Monday, April 25, 2016: 2:40 p.m.
Platte River Room (The Westin Denver Downtown)
Timothy Bayley
,
Montgomery and Associates, Tucson, AZ
Colin Kikuchi, Ph.D.
,
Montgomery and Associates, Tucson, AZ
Ty P.A. Ferré, Ph.D.
,
Hydrology and Water Resources, University of Arizona, Tucson, AZ
A primary role of hydrogeologic models is to support decision making. However, the uncertainty inherent in these models complicates their use as decision making tools. Increasingly, multimodel methods are used to develop more robust predictions of future system states and include measures of model associated prediction uncertainties. Given a set of predictions from a multi-model analysis, one must undertake the process of choosing a prediction to guide decision making. Outputs from a multi-model analysis are often reduced to single models (e.g., maximum likelihood, worst case), or averaging approaches (e.g., Bayesian model averaging, likelihood weighting) when used to make hydrologic decisions. With the exception of the worst case method, these approaches consider the range of model predictions, but they do not consider the implications of different predictions for decision making; a consideration that is accepted as standard in formal quantitative risk analysis. This talk presents an approach that considers the outcomes of decisions based on multi-model hydrologic predictions and demonstrates that it can lead to improved decision making and engineering design under uncertainty. Examples will be presented from synthetic case studies that illustrate the validity of the method and from real world groundwater flow and transport studies that demonstrate the practical application of the method.
Timothy Bayley, Montgomery and Associates, Tucson, AZ
Tim Bayley is a hydrologic consultant at E.L. Montgomery and Associates and a PhD student in the Department of Hydrology and Water Resources at the University of Arizona. He has worked on a wide range of projects from estimating the decline of municipal water demand to Monte-Carlo modeling of complex subsurface groundwater flow and transport systems. His primary research interest is using multi-model methods to drive data collection and decision making under uncertainty.

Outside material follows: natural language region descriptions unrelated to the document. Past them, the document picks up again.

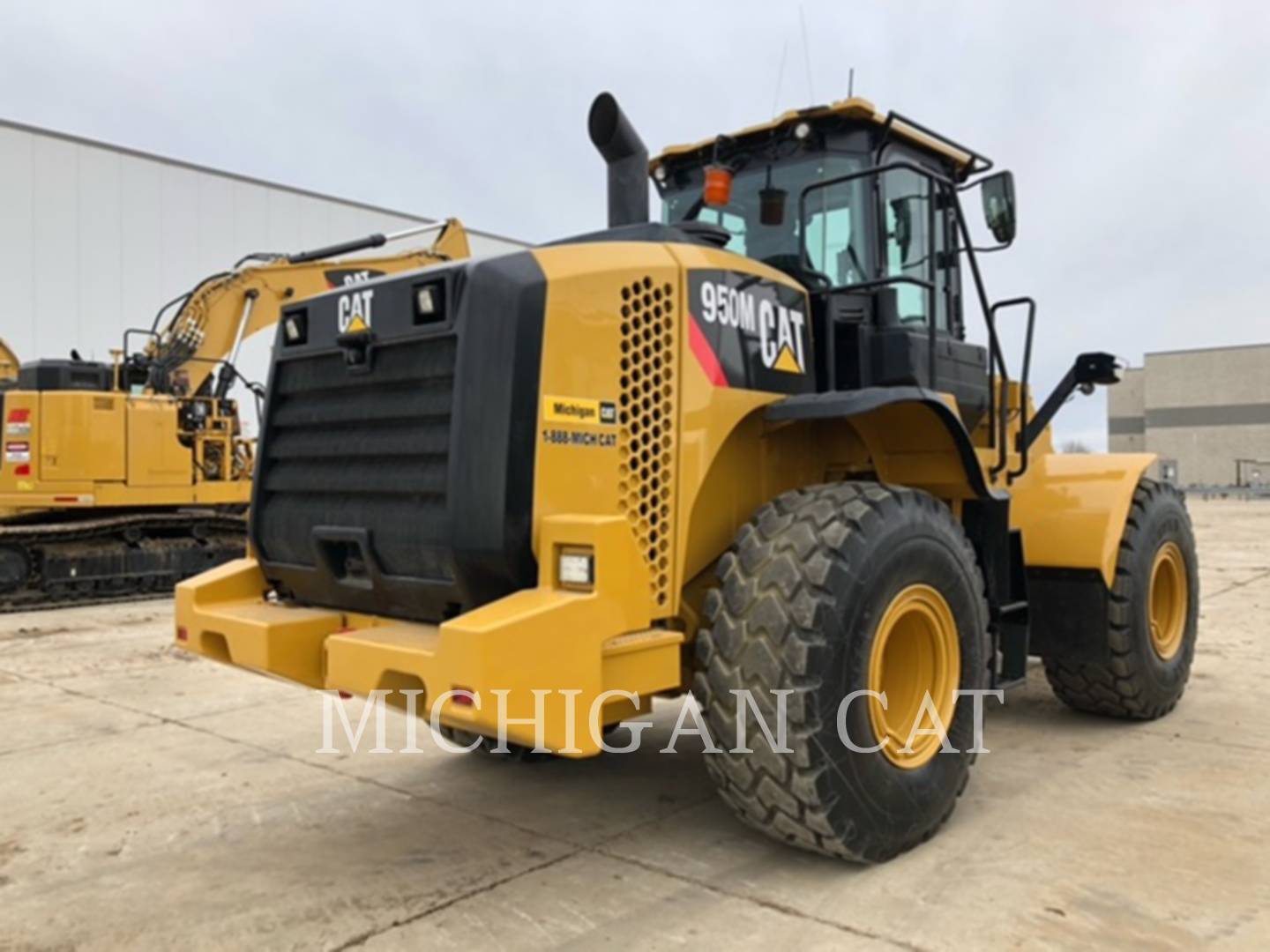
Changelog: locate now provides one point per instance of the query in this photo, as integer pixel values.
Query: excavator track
(116, 557)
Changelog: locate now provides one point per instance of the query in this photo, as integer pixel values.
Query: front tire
(826, 591)
(1152, 617)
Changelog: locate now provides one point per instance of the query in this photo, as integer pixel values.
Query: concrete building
(1206, 413)
(94, 238)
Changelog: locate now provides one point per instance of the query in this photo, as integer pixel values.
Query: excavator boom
(117, 481)
(225, 310)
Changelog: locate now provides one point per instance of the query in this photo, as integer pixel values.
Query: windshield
(837, 231)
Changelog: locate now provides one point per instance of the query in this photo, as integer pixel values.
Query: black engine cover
(395, 471)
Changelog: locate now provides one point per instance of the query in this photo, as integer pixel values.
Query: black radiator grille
(361, 450)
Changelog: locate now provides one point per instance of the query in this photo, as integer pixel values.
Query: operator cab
(859, 207)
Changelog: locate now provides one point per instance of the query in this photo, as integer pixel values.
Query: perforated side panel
(646, 438)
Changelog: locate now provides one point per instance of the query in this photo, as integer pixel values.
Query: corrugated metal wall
(94, 239)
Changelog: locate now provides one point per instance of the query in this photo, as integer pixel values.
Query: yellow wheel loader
(746, 452)
(121, 479)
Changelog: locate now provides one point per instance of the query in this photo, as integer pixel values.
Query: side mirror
(998, 206)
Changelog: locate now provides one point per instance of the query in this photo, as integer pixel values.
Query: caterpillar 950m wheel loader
(748, 449)
(118, 480)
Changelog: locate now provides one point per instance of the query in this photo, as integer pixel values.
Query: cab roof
(966, 160)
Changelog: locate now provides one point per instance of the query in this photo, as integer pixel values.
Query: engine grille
(366, 450)
(646, 438)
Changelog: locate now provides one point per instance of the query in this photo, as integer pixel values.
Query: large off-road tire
(1152, 616)
(811, 591)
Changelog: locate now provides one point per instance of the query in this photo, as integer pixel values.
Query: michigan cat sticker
(751, 333)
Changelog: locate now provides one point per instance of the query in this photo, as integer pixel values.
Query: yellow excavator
(121, 479)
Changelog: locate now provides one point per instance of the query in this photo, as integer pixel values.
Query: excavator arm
(190, 355)
(8, 362)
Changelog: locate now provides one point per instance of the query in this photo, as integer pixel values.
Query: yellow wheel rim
(1168, 600)
(915, 652)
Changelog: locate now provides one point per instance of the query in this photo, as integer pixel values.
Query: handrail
(1002, 420)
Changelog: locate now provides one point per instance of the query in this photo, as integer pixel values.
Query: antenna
(807, 56)
(780, 75)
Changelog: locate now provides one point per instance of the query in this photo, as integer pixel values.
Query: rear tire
(807, 588)
(1152, 616)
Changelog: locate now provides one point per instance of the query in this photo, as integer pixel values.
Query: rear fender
(915, 437)
(1072, 507)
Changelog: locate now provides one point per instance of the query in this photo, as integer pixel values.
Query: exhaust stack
(626, 158)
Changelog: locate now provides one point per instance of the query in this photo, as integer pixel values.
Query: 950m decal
(748, 331)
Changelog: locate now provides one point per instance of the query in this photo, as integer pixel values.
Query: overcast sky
(1139, 133)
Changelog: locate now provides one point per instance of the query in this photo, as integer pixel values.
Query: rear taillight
(18, 421)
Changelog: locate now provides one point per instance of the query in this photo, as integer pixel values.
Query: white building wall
(94, 239)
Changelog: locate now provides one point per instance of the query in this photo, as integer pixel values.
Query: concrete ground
(153, 800)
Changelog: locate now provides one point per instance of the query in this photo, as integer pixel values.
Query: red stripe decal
(704, 354)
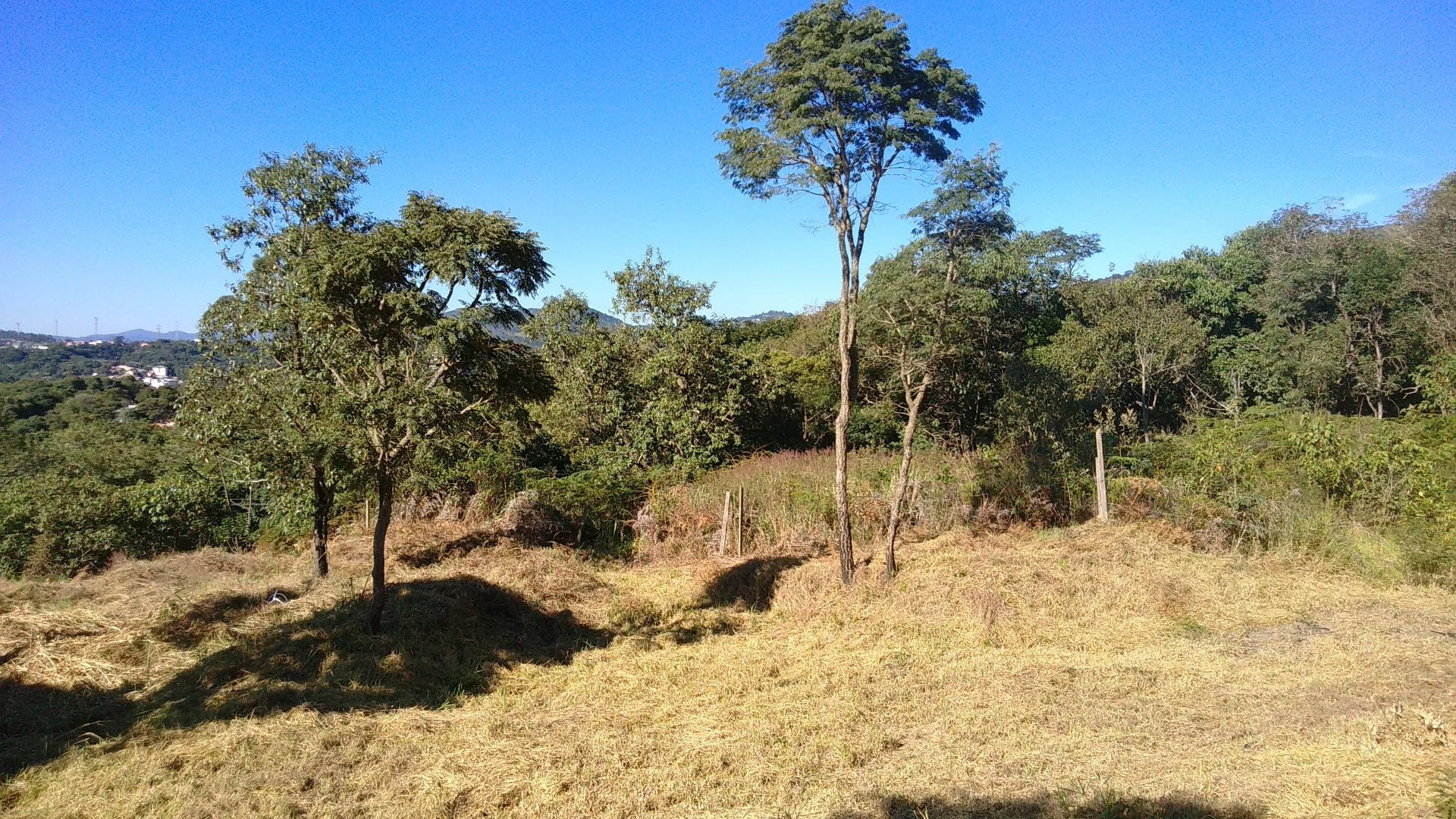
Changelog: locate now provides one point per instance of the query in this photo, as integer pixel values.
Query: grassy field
(1098, 670)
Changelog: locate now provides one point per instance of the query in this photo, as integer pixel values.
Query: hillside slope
(1085, 672)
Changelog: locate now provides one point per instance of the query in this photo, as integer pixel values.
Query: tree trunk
(903, 477)
(846, 391)
(848, 372)
(1379, 381)
(322, 510)
(384, 490)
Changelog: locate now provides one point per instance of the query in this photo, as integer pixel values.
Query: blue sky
(127, 127)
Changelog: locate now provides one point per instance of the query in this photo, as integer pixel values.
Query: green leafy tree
(1426, 229)
(1128, 344)
(264, 401)
(924, 303)
(837, 102)
(666, 391)
(405, 365)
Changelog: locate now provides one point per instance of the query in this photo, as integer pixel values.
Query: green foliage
(839, 96)
(595, 504)
(1376, 496)
(93, 488)
(669, 394)
(1130, 344)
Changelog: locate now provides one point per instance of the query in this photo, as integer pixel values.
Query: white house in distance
(155, 378)
(158, 378)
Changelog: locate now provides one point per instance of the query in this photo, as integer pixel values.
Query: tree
(1128, 344)
(922, 299)
(1426, 229)
(663, 392)
(267, 400)
(406, 366)
(837, 102)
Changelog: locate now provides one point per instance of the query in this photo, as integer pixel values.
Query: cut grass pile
(1100, 670)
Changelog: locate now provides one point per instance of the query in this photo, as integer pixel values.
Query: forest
(414, 537)
(1310, 363)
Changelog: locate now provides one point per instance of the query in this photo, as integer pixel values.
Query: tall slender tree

Colin Kikuchi, Ph.D., Montgomery and Associates, Tucson, AZ
Colin Kikuchi is a hydrologist with Errol Montgomery & Associates in Tucson, Arizona. He completed his bachelor’s degree in Environmental Studies at Middlebury College, and his masters and doctoral work in Hydrology and Water Resources at the University of Arizona. Colin has worked in various aspects of groundwater characterization studies ranging from instrumentation and sampling to aquifer hydraulic testing analyses and groundwater flow modeling. The topic of his presentation is closely related to his doctoral research with Dr. T.P.A. Ferré, and focuses on cost effective and objective-oriented groundwater data collection through targeted groundwater sampling and monitoring network designs.
Ty P.A. Ferré, Ph.D., Hydrology and Water Resources, University of Arizona, Tucson, AZ
Ty Ferré is an Associate Professor in the Department of Hydrology and Water Resources at the University of Arizona. His research focuses on the optimization of hydrologic monitoring networks. He and his students have studied the development and use of both direct and indirect measurement methods for hydrologic monitoring and characterization including. They have also studied the use of advanced forward and inverse modeling techniques to predict the value of information of proposed monitoring networks to reduce hydrologic prediction uncertainty. Finally, they have studied the influence of the spatial distribution of measurement sensitivity on the effective recovery of hydrologic information.